On this week’s “What Works” podcast, Ellen Clegg and I talk with Jeff Jacoby, longtime columnist for The Boston Globe opinion pages. Jeff also writes the weekly “Arguable” newsletter.

Jeff holds degrees from George Washington University and from Boston University Law School, and before entering journalism, he briefly practiced law. He was also an assistant to John Silber, the prickly president of Boston University.

Prompted by a column Jeff wrote in June, and spurred on by the impending midterm elections, the podcast features a free-form discussion of whether newspaper editorial pages should endorse candidates in presidential races. It’s a hot topic these days — this piece by Joshua Benton in Nieman Lab is one of just several to observe that endorsements are on the wane.

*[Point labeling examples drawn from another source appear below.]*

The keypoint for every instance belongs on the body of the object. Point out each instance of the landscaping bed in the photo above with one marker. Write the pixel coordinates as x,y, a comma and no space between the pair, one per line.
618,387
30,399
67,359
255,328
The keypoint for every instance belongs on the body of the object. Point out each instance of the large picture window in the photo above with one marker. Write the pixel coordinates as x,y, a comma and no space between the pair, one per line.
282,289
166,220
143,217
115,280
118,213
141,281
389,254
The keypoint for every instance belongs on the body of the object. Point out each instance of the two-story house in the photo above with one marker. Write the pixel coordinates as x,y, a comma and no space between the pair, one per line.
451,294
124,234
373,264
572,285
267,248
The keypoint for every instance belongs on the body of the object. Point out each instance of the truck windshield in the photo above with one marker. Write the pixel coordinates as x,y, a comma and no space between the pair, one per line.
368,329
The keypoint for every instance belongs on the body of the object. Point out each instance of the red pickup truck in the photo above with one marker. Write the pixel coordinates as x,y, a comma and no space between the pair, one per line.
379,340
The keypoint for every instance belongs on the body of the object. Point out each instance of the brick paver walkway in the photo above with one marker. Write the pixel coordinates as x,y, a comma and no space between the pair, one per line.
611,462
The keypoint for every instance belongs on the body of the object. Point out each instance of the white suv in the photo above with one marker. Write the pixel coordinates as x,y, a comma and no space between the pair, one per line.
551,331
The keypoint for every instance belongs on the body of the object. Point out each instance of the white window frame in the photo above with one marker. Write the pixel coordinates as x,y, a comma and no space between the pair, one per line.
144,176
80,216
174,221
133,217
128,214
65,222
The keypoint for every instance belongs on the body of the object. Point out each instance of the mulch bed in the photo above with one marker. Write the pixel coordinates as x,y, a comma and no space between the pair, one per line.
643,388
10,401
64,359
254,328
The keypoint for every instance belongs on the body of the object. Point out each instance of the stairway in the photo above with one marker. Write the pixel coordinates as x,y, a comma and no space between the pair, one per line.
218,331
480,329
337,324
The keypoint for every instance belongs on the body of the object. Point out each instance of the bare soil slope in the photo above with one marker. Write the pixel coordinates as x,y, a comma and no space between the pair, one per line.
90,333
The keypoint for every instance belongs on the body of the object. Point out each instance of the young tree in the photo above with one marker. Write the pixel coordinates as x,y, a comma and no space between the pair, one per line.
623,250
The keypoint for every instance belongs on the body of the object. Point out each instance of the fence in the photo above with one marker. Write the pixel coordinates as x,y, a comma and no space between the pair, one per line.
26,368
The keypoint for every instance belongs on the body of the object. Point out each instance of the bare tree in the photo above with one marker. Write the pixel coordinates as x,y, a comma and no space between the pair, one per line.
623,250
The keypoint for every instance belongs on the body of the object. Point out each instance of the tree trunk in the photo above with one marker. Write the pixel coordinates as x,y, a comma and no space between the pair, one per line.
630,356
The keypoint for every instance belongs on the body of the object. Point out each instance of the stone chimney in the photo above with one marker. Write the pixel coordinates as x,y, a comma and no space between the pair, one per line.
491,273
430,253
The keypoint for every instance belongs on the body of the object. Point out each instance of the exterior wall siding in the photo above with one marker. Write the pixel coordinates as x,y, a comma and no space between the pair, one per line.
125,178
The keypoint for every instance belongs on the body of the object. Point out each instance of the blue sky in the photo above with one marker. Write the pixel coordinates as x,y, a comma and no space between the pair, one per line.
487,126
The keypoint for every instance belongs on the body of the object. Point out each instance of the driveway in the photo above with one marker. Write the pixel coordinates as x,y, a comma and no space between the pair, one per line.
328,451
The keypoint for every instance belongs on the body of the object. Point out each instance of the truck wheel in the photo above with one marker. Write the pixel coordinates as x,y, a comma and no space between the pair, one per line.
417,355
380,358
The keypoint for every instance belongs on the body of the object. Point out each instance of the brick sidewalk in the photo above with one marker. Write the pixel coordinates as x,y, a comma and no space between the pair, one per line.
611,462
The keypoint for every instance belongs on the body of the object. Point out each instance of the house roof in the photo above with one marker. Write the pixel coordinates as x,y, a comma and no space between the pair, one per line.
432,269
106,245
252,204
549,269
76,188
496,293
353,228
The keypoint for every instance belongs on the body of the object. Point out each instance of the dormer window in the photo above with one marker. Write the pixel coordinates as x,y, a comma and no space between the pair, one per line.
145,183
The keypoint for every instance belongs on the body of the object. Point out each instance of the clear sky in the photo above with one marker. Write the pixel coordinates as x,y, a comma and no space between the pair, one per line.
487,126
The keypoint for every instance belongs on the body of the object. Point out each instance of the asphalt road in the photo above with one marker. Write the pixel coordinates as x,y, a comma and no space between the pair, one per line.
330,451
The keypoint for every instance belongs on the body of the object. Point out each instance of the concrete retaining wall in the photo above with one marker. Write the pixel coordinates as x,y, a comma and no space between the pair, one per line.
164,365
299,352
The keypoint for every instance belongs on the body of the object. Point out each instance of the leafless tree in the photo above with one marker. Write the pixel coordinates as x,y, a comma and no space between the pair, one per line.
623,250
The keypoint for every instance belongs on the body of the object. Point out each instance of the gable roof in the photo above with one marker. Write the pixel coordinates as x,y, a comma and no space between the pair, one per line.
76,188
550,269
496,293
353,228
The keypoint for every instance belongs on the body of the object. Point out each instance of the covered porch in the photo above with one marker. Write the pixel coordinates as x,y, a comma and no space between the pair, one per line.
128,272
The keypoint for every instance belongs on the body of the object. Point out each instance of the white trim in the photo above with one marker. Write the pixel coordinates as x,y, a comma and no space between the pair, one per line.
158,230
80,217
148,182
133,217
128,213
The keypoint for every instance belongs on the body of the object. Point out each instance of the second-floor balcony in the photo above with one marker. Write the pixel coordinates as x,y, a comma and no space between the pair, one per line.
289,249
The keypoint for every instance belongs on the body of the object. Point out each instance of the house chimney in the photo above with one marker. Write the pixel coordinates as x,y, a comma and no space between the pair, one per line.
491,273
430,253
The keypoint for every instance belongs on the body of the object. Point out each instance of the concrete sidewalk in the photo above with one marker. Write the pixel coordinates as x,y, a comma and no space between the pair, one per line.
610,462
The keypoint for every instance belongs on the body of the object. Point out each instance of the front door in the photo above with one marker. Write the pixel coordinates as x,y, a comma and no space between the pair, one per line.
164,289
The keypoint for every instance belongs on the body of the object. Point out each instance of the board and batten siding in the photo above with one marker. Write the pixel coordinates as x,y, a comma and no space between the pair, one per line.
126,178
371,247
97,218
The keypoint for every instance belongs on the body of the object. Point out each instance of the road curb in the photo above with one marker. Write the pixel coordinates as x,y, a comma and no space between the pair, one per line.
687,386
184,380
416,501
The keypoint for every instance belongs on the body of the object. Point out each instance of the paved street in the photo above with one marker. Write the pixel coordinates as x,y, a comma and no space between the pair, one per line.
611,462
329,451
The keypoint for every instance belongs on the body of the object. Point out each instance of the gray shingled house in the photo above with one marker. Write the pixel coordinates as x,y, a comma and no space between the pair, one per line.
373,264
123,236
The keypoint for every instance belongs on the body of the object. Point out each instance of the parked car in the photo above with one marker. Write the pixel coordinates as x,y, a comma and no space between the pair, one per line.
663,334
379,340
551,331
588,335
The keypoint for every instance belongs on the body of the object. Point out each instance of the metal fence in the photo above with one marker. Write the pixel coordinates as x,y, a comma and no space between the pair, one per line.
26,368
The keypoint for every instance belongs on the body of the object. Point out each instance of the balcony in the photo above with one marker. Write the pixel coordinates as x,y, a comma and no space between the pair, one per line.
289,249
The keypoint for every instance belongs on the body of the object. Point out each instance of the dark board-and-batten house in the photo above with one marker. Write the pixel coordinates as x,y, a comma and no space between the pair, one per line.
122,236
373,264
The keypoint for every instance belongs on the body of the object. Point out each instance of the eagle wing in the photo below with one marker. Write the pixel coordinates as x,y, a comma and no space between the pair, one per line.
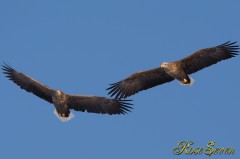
27,83
209,56
139,81
100,105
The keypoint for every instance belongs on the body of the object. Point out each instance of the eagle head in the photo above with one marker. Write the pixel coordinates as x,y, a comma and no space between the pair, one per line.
164,64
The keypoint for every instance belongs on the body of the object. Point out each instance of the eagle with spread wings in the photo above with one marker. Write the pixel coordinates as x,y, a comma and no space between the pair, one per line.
173,70
64,102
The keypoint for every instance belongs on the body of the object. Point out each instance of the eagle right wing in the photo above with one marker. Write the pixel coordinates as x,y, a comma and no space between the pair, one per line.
100,105
208,56
139,81
27,83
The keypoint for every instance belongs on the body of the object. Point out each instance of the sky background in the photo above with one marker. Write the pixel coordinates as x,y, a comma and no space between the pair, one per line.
80,47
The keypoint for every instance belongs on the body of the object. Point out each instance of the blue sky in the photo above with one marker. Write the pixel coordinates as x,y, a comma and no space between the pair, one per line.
80,47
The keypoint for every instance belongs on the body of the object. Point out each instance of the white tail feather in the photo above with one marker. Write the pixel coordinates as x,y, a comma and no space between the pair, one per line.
192,81
64,119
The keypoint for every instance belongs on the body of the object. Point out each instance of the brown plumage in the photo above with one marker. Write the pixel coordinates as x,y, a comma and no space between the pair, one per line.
173,70
64,102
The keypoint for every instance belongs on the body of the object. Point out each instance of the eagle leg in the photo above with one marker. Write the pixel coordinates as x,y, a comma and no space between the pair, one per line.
192,81
64,119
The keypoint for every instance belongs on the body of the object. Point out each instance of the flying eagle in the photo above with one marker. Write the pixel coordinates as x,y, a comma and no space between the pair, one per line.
173,70
64,102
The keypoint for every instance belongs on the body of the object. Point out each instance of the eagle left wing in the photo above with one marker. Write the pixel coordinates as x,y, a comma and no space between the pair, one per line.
139,81
100,105
209,56
27,83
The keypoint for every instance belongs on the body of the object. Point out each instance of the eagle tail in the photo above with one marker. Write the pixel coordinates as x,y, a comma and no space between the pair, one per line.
192,81
64,119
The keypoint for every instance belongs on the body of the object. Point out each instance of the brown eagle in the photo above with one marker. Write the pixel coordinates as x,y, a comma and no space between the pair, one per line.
173,70
64,102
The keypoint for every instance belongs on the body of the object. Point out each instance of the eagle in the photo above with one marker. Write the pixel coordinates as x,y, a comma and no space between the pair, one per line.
168,71
64,102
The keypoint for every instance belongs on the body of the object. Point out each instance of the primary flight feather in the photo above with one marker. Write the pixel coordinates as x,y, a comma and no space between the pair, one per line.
173,70
64,102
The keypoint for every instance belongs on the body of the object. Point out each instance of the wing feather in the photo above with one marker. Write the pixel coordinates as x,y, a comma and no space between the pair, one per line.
100,105
137,82
27,83
209,56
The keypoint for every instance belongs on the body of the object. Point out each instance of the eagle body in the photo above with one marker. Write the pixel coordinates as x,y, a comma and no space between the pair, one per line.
60,102
66,102
175,70
179,70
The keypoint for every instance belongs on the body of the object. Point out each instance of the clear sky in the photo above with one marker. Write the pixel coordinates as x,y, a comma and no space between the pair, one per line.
80,47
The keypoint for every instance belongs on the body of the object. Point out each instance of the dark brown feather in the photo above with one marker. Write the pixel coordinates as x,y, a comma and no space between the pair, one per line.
209,56
27,83
100,105
139,81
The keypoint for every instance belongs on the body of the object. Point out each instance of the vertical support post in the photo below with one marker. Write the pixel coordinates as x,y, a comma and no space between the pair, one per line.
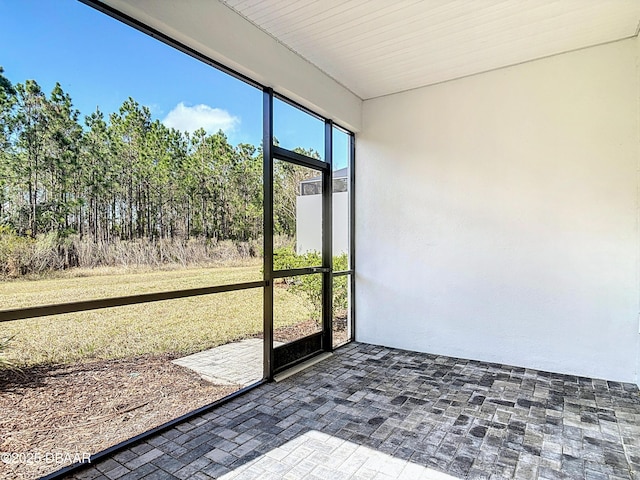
327,240
351,170
267,202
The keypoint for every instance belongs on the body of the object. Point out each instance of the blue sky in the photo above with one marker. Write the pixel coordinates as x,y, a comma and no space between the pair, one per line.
101,62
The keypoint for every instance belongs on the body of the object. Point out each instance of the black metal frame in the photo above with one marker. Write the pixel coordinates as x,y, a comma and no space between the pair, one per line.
269,153
290,354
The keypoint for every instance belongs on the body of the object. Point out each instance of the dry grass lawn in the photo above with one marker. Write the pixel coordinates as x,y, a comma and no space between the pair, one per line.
180,326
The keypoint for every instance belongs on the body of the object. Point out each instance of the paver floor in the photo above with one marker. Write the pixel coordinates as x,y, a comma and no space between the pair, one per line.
378,413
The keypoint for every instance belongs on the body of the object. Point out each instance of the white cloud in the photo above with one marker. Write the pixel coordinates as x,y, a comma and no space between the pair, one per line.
190,119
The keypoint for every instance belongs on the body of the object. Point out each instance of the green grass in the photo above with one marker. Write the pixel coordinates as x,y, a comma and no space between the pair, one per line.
180,326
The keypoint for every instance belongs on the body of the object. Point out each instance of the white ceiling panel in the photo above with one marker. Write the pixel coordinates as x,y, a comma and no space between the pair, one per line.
379,47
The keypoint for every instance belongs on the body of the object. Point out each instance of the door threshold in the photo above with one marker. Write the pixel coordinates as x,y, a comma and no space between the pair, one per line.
301,366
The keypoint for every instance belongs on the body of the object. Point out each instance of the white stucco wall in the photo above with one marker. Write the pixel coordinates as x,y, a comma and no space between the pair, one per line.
497,216
309,223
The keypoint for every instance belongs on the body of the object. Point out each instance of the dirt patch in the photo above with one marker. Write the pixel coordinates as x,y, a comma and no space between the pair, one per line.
87,407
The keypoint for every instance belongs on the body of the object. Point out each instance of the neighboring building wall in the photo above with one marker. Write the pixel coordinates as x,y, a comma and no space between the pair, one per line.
497,216
309,223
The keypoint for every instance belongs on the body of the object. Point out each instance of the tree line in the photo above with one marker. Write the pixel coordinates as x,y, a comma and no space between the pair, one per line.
126,176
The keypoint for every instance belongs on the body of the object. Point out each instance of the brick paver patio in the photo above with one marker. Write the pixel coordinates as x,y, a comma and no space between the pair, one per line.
378,413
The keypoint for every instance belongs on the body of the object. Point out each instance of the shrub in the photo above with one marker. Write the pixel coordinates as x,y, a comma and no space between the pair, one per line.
310,286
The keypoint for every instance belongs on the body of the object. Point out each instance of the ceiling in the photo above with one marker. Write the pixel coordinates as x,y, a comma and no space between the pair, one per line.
380,47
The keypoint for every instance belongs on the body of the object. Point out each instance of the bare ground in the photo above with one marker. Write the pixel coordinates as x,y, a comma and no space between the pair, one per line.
87,407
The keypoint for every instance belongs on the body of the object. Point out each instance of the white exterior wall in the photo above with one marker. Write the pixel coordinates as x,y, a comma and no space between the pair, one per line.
497,216
309,223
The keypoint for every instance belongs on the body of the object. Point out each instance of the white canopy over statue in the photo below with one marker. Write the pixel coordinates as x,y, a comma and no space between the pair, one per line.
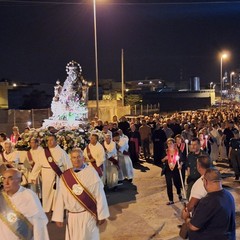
69,104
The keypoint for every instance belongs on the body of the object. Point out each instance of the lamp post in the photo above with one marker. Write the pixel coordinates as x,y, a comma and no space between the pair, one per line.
223,56
96,55
231,84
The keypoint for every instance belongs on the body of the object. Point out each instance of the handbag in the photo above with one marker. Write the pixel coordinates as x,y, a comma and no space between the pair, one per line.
184,231
163,170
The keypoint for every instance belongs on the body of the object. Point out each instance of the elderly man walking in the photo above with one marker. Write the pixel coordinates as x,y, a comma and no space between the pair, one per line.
21,213
81,193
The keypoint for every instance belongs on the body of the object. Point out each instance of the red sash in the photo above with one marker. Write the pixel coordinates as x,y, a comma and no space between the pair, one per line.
182,146
114,161
135,140
30,157
4,159
93,162
79,192
8,165
204,145
126,153
111,159
172,160
51,162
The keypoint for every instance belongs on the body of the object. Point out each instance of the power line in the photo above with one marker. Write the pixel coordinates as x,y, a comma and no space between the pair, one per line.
22,2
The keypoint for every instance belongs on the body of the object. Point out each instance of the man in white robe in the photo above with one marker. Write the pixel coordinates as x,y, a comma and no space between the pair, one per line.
111,162
27,203
123,157
49,177
97,153
81,224
31,157
3,139
11,156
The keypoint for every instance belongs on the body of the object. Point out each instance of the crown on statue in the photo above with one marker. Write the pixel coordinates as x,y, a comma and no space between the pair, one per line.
73,65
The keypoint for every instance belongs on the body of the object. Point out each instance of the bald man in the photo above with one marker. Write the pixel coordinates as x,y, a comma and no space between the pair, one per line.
214,217
81,193
21,213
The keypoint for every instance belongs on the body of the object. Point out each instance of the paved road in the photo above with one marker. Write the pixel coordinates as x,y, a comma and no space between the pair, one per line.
139,212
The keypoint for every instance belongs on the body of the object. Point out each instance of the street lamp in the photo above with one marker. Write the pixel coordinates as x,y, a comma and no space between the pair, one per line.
231,79
223,56
96,55
231,85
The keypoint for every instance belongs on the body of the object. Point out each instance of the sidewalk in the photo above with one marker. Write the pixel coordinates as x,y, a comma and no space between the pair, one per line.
139,211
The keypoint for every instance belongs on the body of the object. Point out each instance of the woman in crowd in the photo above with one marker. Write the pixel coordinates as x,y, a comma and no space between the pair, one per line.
172,166
182,149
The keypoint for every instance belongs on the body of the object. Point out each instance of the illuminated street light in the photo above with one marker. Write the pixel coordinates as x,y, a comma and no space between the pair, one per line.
96,55
223,56
211,84
231,85
231,78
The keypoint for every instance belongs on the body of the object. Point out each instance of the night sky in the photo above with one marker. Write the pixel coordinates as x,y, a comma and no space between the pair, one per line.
161,39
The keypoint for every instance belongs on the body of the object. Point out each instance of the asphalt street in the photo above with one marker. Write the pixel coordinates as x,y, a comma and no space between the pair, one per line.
138,210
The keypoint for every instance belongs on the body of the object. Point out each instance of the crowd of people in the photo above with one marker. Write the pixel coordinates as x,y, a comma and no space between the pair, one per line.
184,144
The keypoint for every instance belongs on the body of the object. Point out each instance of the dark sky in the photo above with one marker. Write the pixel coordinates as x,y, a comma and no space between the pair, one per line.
38,39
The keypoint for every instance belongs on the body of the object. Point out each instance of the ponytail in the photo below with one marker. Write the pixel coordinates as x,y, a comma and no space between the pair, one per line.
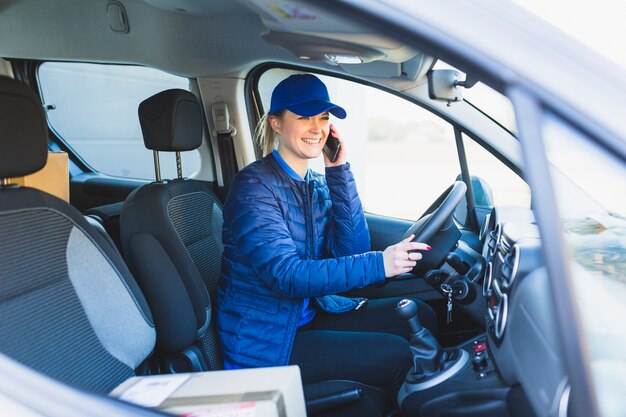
264,135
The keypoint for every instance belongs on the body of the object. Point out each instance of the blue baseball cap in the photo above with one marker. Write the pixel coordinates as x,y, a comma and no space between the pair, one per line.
305,95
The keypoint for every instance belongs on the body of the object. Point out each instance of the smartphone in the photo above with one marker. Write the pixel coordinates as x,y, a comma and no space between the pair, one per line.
332,147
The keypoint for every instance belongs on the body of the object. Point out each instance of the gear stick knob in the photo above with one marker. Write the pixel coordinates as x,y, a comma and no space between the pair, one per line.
407,310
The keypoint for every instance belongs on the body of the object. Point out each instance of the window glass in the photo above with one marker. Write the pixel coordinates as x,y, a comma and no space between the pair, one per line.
507,188
95,113
403,157
589,185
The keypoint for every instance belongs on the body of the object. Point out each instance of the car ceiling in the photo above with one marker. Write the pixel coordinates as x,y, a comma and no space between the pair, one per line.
202,38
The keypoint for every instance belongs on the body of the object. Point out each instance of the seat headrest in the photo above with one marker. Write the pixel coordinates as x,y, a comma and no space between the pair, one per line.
23,130
171,121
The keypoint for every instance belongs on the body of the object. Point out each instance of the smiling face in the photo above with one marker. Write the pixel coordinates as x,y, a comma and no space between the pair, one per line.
300,138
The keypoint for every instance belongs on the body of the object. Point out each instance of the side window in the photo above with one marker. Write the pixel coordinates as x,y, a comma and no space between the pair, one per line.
506,187
402,156
94,110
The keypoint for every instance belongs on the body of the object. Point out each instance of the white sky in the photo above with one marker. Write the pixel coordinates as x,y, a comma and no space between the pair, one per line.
596,23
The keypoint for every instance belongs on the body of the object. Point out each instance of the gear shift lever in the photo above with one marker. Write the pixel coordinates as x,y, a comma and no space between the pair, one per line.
407,310
427,353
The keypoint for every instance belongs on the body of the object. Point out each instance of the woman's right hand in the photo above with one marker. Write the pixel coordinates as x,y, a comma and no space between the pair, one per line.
399,258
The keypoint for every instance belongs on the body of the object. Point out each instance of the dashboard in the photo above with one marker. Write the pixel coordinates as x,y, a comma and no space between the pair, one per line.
521,330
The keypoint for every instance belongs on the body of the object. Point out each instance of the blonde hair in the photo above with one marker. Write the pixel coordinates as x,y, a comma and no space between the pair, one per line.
264,135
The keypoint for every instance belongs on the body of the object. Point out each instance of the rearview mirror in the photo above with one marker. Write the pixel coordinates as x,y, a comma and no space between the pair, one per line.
444,85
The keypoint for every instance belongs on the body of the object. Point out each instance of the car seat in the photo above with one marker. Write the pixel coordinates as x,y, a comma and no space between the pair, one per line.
171,238
69,306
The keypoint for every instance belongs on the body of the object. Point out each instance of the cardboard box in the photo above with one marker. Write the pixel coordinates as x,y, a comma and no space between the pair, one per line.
259,392
54,178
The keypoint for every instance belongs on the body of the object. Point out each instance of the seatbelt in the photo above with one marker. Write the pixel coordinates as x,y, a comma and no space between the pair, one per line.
224,132
472,220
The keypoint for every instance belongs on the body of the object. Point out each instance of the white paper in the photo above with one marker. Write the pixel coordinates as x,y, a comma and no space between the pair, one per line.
152,391
229,410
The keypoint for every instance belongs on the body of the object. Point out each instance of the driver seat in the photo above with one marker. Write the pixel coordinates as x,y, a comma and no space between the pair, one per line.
171,238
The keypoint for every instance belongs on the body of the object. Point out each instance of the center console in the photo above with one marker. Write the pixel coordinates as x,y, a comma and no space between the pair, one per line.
471,386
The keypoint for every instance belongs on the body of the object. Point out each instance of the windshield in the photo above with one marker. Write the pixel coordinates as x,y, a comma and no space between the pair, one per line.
493,104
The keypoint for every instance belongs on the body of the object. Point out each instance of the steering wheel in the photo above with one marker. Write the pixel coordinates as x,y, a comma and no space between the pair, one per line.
437,228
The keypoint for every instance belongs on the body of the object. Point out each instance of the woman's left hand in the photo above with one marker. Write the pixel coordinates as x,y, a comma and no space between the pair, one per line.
341,157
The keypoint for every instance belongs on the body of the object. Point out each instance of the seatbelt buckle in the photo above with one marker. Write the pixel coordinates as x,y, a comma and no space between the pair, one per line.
221,118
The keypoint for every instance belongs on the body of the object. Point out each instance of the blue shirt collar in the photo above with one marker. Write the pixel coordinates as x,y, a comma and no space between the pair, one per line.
288,169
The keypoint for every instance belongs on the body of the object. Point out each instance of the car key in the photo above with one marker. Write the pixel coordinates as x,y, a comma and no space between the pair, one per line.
447,289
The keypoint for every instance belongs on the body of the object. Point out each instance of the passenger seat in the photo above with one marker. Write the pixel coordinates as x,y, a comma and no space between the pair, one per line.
69,306
170,232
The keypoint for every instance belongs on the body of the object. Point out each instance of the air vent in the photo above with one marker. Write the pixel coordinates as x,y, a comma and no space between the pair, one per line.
510,265
494,239
487,280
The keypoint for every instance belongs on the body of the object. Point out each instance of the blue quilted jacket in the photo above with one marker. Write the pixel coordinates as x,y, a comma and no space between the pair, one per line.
284,241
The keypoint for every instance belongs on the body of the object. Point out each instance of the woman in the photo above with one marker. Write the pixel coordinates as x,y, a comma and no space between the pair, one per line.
293,238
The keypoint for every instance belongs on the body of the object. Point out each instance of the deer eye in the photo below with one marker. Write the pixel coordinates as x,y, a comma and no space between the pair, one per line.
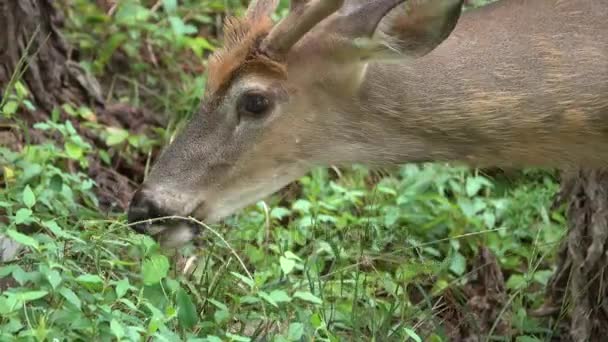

I’ve got a Quick Take on a big story out of Woburn. That city has an independent newspaper and is covered by the Globe and other outlets. But this story wasn’t broken by any of the usual suspects. Ellen’s Quick Take is on an opinion column in The Washington Post by Perry Bacon Jr., who calls for $10 billion in government funding to support a news outlet in every congressional district in the country. As you’ll hear, we both have some problems with Bacon’s proposal.